Avec son premier roman, Akim Gagnon réfléchit à l’image corporelle au masculin, à la santé mentale et... au système digestif ! Le cigare au bord des lèvres a tout d’un journal intime.

Akim Gagnon a fait sa marque dans l’industrie musicale québécoise avec ses vidéoclips prenants, souvent sanglants, mais toujours tordus. On lui doit notamment la mise en image de Rayon X de sa belle-sœur Klô Pelgag, de Crystel de Philippe Brach et de Les tireurs fous d’Ariane Moffatt.

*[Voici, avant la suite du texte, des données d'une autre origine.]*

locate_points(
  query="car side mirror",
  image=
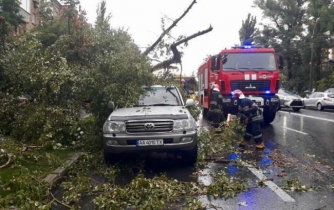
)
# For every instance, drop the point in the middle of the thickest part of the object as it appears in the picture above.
(190, 102)
(280, 62)
(111, 105)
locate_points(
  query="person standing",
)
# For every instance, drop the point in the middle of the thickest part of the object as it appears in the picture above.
(251, 116)
(216, 103)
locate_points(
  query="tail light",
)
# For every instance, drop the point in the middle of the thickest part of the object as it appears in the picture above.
(277, 85)
(222, 85)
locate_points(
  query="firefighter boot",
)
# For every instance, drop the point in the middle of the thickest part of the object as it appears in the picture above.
(260, 146)
(242, 143)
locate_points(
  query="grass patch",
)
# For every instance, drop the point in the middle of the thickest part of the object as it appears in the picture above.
(36, 163)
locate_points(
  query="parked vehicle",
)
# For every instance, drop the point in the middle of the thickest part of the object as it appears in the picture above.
(290, 100)
(329, 90)
(160, 122)
(252, 69)
(319, 100)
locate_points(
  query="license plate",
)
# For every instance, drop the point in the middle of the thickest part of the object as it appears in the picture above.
(150, 142)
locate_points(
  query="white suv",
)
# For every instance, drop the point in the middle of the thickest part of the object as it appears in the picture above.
(160, 122)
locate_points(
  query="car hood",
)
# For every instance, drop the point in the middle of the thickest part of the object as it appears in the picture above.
(150, 112)
(289, 96)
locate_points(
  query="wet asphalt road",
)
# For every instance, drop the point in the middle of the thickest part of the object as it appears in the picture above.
(298, 145)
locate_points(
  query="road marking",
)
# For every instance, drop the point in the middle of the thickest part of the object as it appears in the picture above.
(294, 130)
(281, 193)
(302, 115)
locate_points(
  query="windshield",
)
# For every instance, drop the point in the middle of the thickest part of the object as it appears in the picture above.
(251, 61)
(285, 92)
(160, 96)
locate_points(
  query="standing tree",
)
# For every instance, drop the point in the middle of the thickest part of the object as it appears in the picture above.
(248, 32)
(286, 26)
(9, 17)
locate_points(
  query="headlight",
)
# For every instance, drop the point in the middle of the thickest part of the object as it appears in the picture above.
(113, 127)
(186, 124)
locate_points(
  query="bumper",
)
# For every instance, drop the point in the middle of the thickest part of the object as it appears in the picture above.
(129, 143)
(271, 102)
(293, 104)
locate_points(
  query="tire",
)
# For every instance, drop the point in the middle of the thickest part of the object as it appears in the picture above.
(268, 116)
(190, 157)
(296, 109)
(205, 112)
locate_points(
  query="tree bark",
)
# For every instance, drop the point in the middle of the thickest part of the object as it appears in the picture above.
(176, 54)
(164, 33)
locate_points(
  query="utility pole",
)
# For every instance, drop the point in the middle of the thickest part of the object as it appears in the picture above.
(311, 62)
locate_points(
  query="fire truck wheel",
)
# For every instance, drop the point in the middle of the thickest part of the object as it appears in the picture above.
(205, 112)
(268, 117)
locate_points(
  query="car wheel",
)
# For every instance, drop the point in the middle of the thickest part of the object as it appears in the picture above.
(189, 157)
(296, 109)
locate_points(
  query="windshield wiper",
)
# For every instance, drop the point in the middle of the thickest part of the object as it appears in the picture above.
(162, 105)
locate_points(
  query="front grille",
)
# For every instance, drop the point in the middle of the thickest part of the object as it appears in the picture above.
(250, 85)
(149, 126)
(296, 103)
(133, 142)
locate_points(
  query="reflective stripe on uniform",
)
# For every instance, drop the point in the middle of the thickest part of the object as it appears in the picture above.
(257, 118)
(246, 108)
(248, 134)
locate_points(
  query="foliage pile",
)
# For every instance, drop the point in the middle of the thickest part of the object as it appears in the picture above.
(46, 82)
(222, 141)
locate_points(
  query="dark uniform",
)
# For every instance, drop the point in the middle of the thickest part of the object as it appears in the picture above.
(215, 111)
(249, 110)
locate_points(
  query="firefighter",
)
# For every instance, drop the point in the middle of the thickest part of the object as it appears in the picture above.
(216, 103)
(251, 116)
(185, 86)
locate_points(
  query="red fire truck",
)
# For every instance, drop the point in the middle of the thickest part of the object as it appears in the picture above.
(252, 69)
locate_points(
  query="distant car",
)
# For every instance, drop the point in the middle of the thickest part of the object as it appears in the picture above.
(320, 100)
(329, 90)
(290, 100)
(160, 122)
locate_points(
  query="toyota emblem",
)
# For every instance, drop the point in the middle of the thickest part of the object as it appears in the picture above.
(149, 126)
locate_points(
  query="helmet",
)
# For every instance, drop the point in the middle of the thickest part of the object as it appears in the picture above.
(238, 94)
(215, 87)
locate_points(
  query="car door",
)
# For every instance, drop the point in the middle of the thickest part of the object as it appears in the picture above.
(317, 98)
(308, 101)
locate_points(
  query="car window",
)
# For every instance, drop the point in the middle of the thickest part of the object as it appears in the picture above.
(159, 96)
(284, 92)
(312, 95)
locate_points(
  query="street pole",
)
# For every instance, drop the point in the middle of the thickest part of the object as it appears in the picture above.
(311, 62)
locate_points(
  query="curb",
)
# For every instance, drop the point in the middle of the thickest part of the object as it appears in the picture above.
(57, 175)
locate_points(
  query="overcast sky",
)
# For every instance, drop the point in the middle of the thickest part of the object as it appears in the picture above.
(142, 19)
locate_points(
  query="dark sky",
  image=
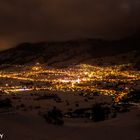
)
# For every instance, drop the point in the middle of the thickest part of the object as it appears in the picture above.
(40, 20)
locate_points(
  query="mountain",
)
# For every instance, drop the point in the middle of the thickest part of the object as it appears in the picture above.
(68, 52)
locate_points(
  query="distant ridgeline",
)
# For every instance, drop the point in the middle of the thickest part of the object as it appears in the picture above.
(63, 54)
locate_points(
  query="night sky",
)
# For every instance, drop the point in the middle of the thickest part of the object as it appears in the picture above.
(48, 20)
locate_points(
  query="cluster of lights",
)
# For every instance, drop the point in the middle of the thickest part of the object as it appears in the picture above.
(82, 77)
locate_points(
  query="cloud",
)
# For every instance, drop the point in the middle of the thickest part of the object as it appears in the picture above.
(36, 20)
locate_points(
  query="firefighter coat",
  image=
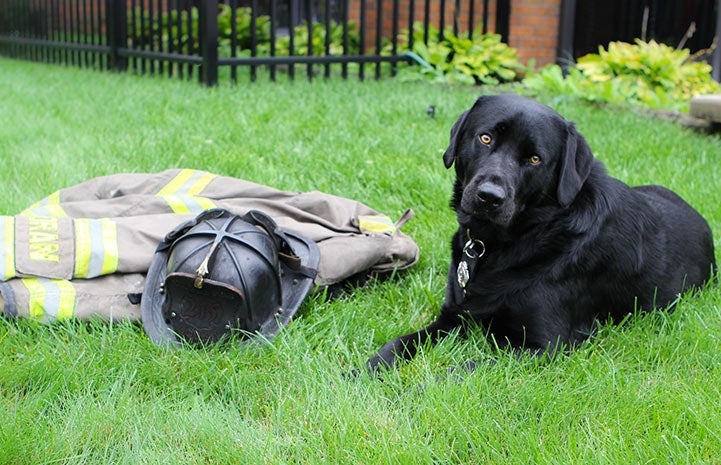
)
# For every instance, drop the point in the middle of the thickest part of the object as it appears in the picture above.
(82, 251)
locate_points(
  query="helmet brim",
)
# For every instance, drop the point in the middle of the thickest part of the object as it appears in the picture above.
(295, 285)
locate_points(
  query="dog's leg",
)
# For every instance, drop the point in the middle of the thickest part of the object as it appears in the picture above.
(405, 347)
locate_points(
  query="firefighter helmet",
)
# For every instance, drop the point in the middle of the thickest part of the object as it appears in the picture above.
(221, 273)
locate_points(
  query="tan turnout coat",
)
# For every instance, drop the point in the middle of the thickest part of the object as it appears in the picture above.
(81, 251)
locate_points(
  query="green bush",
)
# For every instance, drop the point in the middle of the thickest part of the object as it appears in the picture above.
(480, 59)
(645, 74)
(178, 31)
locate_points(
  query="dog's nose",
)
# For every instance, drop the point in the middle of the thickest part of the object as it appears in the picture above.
(491, 195)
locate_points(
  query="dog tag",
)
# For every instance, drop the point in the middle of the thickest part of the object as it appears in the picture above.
(463, 274)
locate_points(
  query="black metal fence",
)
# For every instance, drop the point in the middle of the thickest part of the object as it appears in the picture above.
(212, 38)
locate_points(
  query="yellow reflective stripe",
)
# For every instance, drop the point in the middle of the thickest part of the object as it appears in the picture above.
(50, 299)
(175, 203)
(96, 247)
(83, 248)
(177, 183)
(376, 224)
(200, 184)
(110, 245)
(188, 204)
(181, 193)
(36, 302)
(187, 182)
(49, 206)
(7, 242)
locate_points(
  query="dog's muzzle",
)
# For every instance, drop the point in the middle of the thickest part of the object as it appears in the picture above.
(488, 200)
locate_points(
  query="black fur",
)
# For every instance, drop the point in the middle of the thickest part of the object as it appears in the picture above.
(565, 244)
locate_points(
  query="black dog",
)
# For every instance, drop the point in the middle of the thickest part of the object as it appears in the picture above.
(547, 242)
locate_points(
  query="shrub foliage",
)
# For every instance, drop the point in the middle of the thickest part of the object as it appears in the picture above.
(648, 74)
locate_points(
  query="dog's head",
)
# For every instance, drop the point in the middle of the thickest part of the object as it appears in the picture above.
(512, 153)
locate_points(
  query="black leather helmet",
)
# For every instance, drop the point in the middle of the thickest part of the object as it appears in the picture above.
(222, 272)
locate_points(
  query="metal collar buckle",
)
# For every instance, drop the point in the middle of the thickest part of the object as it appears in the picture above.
(472, 251)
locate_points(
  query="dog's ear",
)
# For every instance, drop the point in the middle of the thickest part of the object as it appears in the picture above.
(450, 154)
(576, 164)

Quand il écrit, Gagnon nage dans un univers tout aussi déroutant, sauf que c’est lui qui devient le héros.

Akim Gagnon
Photo courtoisie

« Une fois que le livre est devenu physique, qu’il était imprimé et tout, que je l’ai tenu dans mes mains, je l’ai relu au complet en un après-midi et c’est là que ça m’a frappé. J’ai fait “oh, fuck ! Je viens de donner beaucoup d’armes aux gens”. Je suis assez vulnérable, sauf qu’on dirait que ça ne me dérange pas. Je trouve ça l’fun d’être transparent comme ça. »

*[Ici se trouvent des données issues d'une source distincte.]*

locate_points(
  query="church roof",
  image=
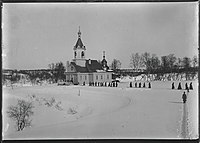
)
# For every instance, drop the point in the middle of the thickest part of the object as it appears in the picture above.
(79, 43)
(91, 66)
(79, 68)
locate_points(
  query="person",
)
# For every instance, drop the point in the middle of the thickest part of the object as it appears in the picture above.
(186, 86)
(191, 87)
(173, 85)
(149, 85)
(179, 86)
(140, 85)
(136, 84)
(144, 85)
(184, 97)
(130, 84)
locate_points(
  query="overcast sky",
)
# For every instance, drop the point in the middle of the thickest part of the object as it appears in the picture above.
(35, 35)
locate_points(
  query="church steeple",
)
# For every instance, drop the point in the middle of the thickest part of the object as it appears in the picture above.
(79, 51)
(104, 62)
(104, 55)
(79, 43)
(79, 33)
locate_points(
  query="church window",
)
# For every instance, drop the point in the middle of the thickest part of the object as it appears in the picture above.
(82, 54)
(107, 76)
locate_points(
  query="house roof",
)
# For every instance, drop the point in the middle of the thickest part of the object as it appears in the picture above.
(79, 43)
(79, 68)
(91, 66)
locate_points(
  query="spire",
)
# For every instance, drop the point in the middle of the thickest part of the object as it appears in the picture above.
(104, 55)
(79, 33)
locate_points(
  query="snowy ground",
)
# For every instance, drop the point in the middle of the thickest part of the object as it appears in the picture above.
(106, 112)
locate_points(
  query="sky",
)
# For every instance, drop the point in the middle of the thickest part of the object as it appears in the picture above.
(37, 34)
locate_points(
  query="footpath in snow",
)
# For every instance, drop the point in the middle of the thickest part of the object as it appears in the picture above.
(106, 112)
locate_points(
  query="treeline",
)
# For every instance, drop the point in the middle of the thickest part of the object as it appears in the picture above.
(165, 64)
(54, 73)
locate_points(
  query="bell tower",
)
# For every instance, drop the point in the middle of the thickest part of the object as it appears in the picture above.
(79, 51)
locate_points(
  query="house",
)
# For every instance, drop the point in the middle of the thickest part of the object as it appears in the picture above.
(84, 71)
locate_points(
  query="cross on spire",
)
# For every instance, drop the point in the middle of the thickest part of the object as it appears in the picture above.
(79, 33)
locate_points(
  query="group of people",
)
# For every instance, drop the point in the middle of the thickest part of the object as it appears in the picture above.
(140, 85)
(184, 96)
(105, 84)
(186, 86)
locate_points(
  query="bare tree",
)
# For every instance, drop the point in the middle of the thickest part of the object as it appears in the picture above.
(116, 64)
(186, 64)
(21, 114)
(194, 61)
(136, 61)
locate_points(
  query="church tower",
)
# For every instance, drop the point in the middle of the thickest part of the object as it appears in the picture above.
(79, 51)
(104, 62)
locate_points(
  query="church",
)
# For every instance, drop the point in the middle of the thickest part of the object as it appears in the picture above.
(85, 71)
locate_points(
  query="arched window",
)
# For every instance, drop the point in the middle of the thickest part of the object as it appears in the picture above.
(82, 54)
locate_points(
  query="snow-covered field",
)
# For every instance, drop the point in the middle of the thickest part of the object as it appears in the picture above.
(105, 112)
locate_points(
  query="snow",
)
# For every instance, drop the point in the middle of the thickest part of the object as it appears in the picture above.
(106, 112)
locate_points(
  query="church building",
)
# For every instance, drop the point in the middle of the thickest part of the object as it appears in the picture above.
(84, 71)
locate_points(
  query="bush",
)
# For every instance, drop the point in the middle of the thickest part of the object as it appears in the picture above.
(58, 106)
(21, 114)
(72, 110)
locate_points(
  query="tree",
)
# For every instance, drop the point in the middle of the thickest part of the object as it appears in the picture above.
(155, 63)
(194, 61)
(172, 61)
(186, 65)
(146, 60)
(57, 71)
(136, 61)
(116, 64)
(21, 113)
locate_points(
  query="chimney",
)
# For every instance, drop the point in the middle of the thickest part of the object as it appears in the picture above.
(104, 55)
(67, 66)
(89, 61)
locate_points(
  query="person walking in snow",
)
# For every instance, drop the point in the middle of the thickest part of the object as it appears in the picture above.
(130, 84)
(144, 85)
(173, 85)
(179, 86)
(136, 84)
(149, 85)
(191, 87)
(186, 86)
(184, 97)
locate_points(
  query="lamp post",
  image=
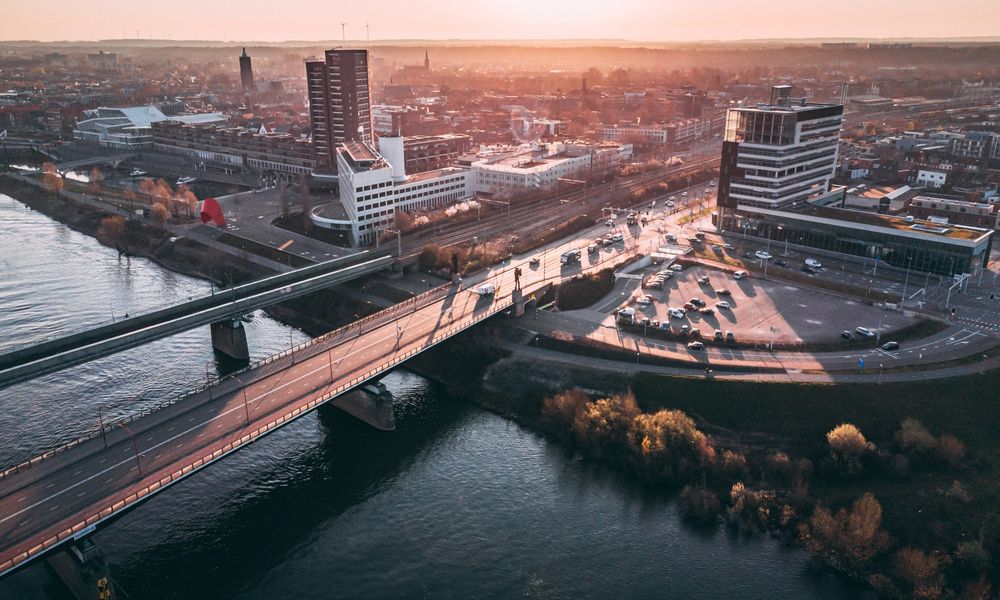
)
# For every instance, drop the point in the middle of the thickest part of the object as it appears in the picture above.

Transparent ? Et comment ! Dans ce récit d’autofiction, l’écrivain s’épanche même sur l’état de son transit intestinal. 

« Je vais aux toilettes au moins deux ou trois fois par jour, comme à peu près tout le monde sur la Terre. C’est probablement une des choses que je fais le plus souvent. Je me suis donné un défi, je me suis dit “si je réussis à faire passer une histoire de marde dans un livre, je serai fier de moi”. On peut parler de tout, mais le seul truc qui est important, c’est l’angle qu’on prend. [...] Moi, jusqu’à ma mort, une bonne blague de pet va me faire rire. C’est une manière d’adoucir. » 

En communion avec ses tripes jusque dans ses moindres entrailles, l’auteur de 32 ans propose aussi une rare réflexion sur la pression de l’apparence physique chez les hommes. 

« C’est drôle parce que j’ai commencé à me trouver beau quand mon corps a commencé à me lâcher un peu, quand j’ai commencé à perdre mes cheveux et à engraisser à rien. [...] J’ai longtemps eu de la difficulté à croire que des filles peuvent me trouver beau, mais maintenant que j’y repense je me dis : “ça se peut !” et “tant mieux !” » 

Vocation tardive

Pour l’artiste originaire de Granby, l’appel de la littérature est arrivé à la fin de la vingtaine. 

« C’est mille et un événements qui ont fait en sorte que j’avais jamais accroché à la lecture. J’ai lu beaucoup d’affaires, mais j’étais incapable de finir des livres. Moi, j’ai fini mon secondaire 5 aux adultes et la dernière fois que j’ai mis les pieds dans une école, c’était là. J’ai décroché en secondaire 4. J’avais de la difficulté à lire et, quand j’écris, j’ai beaucoup de vocabulaire, mais je fais beaucoup de fautes. Ça me gênait beaucoup et on dirait que ça me confrontait. » 


Le cigare au bord des lèvres, sera disponible aux éditions La Mèche dès le 14 février 2022.